Cureton describes the charge that third day in a letter after the war stating that Union artillery opened on them “a half mile of the works” but Confederate lines “crossed the lane in splendid order when about two hundred yards from their works the musketry opened on us.”1
By the time those North Carolina boys got to within forty yards through booming cannons, smoke and murderous fire with dead and mangled bodies all around “our regiment had been reduced to a skirmish line” but still kept “closing to the colours.”2
Through the confusion he heard a cry from Davis’s Mississippi Brigade to the left and turned to see it wiped off the face of the earth by artillery fire like “chaff before a ‘whirl wind'”3
He sums it up:
[T]he gallant old 26th Regiment had sixty-seven muskets and three officers present on the night July 3 1863 of the eight hundred and fifty carried in the fight July 1st 1863.4
Death ‘reigned with universal sway’ in the War Between the States.5
In the book This Republic of Suffering, Death and the American Civil War, historian Drew Gilpin Faust writes:
In the middle of the nineteenth century, the United States embarked on a new relationship with death, entering into a civil war that proved bloodier than any other conflict in American history, a war that would presage the slaughter of World War I’s Western Front and the global carnage of the twentieth century.6
Dead soldiers in the War Between the States
were equal to the total American fatalities in the Revolution, the War of 1812, the Mexican War, the Spanish-American War, World War I, World War II, and the Korean War combined.7
Faust writes that 620,000 died. Those are the long-accepted figures of Union officer William F. Fox who, in the 1890s, counted losses regiment by regiment.8
Fox knew his numbers were low because of incomplete records from the devastated South and other problems with undercounting.
Fox’s numbers were updated in 2011 by historian J. David Hacker who analyzed census records for three decades, the decades before, during and after the war, using techniques such as comparing female survival rates with male, to come up with a range of 650,000 to 850,000 deaths. The midpoint, 750,000, has become widely accepted. James McPherson calls that number “plausible.”9
That number is more horrifying when one considers that there were only 31.4 million people in the country when the war started.10
Compare the 750,000 dead of the War Between the States with the 419,400 dead of World War II out of a national population of 132,164,569.
Consider the carnage. Faust quotes historian James McPherson:
[T]he overall mortality rate for the South exceeded that of any country in World War I and that of all but the region between the Rhine and the Volga in World War II.11
Historian Phil Leigh writes:
At least five percent of the white population of the eleven Confederate states, from which the government drew her soldiers, were killed during the Civil War. If America were to go to war presently and suffer the same death ratio [as the South], the number of killed would total seventeen million. That is more than forty times the number of American deaths during World War II.12
Leigh is making the point that:
Given the magnitude of such losses, nobody with common sense could believe that the prime motive to erect and display memorials to seventeen million dead . . . would be anything other than to honor their memory.13
The War Between the States was not only bloody, it changed our government forever.
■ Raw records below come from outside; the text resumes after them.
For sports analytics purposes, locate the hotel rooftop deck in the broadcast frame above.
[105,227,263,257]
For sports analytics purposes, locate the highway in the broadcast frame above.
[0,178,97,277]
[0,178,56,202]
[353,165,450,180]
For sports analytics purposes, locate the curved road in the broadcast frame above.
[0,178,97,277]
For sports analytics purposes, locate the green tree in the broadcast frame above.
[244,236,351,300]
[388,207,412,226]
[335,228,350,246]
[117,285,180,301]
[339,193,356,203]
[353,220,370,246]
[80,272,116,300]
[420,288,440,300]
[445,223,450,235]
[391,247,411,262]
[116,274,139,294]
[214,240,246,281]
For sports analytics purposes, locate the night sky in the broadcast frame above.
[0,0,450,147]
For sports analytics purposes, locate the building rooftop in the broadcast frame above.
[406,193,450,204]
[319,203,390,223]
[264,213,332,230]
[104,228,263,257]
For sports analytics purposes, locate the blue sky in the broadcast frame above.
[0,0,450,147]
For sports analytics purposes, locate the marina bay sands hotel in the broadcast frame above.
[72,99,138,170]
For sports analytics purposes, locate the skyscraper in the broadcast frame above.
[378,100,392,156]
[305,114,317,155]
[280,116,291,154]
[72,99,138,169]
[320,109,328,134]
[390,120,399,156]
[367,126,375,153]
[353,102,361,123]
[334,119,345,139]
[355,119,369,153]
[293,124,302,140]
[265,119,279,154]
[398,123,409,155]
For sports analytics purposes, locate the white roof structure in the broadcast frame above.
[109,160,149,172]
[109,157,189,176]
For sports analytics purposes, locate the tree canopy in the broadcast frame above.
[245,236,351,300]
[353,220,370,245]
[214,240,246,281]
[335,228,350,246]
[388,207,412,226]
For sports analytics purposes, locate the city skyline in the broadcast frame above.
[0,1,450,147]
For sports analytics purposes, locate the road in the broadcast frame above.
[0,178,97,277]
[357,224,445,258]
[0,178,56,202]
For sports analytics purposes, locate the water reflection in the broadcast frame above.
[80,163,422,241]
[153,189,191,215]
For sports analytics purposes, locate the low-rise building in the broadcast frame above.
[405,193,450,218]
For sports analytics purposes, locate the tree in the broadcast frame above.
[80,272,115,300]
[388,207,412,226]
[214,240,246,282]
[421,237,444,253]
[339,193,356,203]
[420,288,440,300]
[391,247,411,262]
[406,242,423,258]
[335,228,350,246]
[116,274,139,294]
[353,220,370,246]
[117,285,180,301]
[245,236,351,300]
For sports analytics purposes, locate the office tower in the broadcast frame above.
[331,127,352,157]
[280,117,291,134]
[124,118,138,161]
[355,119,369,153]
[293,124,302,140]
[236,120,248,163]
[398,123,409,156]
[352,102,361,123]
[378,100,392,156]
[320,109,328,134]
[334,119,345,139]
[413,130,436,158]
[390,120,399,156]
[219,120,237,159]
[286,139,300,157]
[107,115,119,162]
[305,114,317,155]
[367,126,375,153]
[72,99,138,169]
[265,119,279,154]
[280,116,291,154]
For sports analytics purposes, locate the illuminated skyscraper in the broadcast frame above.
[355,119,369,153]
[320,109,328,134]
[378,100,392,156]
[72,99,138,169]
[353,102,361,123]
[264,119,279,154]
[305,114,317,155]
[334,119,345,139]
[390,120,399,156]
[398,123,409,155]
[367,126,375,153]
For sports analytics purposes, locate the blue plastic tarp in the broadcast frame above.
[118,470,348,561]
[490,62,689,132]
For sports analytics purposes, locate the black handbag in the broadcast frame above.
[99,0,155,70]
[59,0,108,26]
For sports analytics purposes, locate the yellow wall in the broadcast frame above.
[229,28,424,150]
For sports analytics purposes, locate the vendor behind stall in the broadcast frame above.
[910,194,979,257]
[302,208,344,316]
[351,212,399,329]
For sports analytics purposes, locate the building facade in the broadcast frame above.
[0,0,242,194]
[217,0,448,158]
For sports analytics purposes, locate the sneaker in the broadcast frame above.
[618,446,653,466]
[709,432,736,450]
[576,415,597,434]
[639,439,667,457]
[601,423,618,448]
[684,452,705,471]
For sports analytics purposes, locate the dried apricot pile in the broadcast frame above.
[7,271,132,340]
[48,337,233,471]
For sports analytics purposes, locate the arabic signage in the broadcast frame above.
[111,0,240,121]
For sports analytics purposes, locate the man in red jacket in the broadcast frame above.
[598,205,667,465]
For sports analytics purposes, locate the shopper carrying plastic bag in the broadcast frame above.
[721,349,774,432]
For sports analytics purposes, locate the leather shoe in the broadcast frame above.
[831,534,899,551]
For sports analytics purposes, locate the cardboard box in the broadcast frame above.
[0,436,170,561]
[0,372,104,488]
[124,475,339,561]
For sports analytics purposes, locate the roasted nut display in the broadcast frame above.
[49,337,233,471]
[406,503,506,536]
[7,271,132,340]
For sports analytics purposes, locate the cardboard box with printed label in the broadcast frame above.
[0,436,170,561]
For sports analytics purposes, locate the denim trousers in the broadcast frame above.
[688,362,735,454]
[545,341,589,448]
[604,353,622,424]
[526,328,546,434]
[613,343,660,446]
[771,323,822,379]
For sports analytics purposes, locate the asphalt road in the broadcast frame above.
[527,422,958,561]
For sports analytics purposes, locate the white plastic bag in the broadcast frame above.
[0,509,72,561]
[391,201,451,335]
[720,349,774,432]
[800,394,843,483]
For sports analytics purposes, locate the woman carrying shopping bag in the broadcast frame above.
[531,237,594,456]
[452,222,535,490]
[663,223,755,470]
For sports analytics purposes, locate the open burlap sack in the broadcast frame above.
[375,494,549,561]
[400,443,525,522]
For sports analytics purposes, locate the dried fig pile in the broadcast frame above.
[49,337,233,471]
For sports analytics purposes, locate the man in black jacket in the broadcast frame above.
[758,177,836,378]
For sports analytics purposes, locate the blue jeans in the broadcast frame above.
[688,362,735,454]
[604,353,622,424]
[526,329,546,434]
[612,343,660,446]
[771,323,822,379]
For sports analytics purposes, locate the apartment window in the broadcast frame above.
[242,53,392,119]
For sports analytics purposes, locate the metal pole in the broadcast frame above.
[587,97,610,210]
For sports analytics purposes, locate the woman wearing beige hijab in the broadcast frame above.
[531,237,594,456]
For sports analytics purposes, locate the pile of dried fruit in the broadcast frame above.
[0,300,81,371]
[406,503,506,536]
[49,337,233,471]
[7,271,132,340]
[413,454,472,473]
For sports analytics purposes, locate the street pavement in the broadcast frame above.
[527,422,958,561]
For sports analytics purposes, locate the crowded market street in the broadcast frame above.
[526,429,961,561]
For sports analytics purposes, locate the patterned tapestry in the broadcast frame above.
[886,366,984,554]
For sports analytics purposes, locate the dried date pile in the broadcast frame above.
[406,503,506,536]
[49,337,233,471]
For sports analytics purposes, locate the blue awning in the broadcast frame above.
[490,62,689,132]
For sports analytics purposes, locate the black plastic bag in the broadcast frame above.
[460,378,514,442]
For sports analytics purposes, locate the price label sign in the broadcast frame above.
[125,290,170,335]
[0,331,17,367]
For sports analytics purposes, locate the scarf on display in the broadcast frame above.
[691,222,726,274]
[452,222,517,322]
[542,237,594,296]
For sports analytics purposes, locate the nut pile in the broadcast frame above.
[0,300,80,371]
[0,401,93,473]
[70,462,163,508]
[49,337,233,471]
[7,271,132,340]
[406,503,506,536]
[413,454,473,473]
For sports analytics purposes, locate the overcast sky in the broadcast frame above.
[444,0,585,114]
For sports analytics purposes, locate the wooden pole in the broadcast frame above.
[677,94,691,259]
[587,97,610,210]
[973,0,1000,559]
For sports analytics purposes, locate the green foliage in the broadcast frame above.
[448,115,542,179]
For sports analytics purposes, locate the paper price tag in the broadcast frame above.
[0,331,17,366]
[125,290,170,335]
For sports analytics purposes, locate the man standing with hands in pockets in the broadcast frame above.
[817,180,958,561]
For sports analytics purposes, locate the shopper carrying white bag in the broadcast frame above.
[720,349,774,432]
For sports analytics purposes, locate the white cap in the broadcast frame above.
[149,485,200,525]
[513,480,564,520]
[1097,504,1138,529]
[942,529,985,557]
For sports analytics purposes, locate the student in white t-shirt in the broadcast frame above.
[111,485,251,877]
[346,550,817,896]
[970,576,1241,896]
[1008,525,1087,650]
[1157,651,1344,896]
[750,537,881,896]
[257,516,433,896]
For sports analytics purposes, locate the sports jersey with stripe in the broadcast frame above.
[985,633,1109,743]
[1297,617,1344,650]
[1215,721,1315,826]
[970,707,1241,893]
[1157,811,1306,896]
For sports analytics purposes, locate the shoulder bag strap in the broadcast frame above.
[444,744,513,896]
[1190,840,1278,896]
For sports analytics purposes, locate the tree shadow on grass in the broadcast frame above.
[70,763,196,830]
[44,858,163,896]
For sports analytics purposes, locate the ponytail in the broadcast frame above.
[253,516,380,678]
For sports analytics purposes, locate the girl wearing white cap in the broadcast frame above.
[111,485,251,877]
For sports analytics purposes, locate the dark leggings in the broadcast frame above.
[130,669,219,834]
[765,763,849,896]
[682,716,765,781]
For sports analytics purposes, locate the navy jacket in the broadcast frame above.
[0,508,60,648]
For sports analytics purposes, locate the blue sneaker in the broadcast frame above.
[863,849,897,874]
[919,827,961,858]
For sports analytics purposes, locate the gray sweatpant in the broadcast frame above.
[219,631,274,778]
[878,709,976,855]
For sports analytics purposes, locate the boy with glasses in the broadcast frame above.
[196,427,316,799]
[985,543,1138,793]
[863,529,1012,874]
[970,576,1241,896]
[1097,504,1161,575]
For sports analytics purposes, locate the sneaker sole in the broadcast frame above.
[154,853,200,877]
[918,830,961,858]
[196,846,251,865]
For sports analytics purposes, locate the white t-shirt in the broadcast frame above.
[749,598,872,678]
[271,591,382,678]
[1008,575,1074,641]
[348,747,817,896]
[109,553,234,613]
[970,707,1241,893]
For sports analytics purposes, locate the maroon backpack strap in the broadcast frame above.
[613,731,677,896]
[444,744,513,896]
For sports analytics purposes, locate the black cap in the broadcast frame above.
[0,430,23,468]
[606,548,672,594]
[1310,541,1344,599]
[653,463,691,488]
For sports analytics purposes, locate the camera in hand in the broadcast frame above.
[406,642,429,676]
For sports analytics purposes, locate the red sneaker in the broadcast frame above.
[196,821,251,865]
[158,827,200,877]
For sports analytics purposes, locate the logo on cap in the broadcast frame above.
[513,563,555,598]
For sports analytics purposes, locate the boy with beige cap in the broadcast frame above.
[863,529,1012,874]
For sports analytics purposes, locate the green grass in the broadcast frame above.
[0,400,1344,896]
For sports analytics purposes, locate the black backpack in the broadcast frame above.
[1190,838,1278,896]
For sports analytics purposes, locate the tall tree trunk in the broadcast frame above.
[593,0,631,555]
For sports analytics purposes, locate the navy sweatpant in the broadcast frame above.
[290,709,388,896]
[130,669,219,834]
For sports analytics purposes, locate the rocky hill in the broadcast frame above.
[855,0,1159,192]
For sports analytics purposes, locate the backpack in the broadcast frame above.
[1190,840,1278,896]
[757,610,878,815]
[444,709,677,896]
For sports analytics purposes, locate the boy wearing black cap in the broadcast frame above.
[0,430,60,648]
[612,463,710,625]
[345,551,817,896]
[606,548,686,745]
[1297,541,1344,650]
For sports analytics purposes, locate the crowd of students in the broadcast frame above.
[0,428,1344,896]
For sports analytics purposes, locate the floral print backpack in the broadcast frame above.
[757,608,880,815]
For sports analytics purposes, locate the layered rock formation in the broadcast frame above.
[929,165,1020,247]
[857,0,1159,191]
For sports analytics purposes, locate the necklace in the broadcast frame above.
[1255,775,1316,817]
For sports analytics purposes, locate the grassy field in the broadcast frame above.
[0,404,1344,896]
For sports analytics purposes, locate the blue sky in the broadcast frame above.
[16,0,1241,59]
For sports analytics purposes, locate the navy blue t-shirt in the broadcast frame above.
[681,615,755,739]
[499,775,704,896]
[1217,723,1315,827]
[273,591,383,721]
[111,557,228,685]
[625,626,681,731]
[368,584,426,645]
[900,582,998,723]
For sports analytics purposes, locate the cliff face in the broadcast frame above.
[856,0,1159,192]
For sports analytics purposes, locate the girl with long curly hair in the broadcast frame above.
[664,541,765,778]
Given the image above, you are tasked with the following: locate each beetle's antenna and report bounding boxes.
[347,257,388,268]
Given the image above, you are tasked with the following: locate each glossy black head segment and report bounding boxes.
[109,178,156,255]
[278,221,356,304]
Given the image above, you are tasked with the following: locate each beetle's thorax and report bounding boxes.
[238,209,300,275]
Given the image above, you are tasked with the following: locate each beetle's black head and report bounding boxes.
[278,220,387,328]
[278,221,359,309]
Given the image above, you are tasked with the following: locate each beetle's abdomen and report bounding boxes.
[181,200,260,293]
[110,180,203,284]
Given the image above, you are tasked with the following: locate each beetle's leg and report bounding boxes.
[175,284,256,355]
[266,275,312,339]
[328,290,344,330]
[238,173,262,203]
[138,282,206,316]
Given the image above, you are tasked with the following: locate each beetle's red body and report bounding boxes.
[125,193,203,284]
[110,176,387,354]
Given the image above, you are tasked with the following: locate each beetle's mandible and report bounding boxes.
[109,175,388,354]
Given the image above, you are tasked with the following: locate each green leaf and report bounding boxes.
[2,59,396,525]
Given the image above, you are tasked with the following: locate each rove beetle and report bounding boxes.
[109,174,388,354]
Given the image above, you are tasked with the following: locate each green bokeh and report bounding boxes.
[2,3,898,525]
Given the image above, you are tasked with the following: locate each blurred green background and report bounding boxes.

It is commonly referred to as the central event in American history.
We went from the republic of the Founding Fathers in which states were supreme and sovereign,14 to a consolidated national government that was supreme over the states.
Southerners had wanted their states supreme and sovereign forever: States’ Rights. The Preamble to the Confederate Constitution makes that clear:
We, the people of the Confederate States, each State acting in its sovereign and independent character, in order to form a permanent federal government, establish justice, insure domestic tranquillity, and secure the blessings of liberty to ourselves and our posterity invoking the favor and guidance of Almighty God do ordain and establish this Constitution for the Confederate States of America. (Bold emphasis added)
But Northerners wanted the federal government supreme. They were the “Federals” in the war.
They wanted to control the country’s economy, banking, money, commerce, taxes, tariffs and wealth by controlling the federal government.
Federal legislation giving Northerners monopolies, bounties and subsidies for their businesses that were always paid out of the national treasury had made them rich and powerful. Georgia’s declaration of causes for its secession had accurately stated:
The material prosperity of the North was greatly dependent on the Federal Government; that of the South not at all.15
Yet, Southerners were producing the wealth of the country with their agriculture. Southern agricultural commodities “accounted for close to 82% of [the] U.S. export business”16 in a global plantation economy. Cotton alone was over 60% of U.S. exports in 1860.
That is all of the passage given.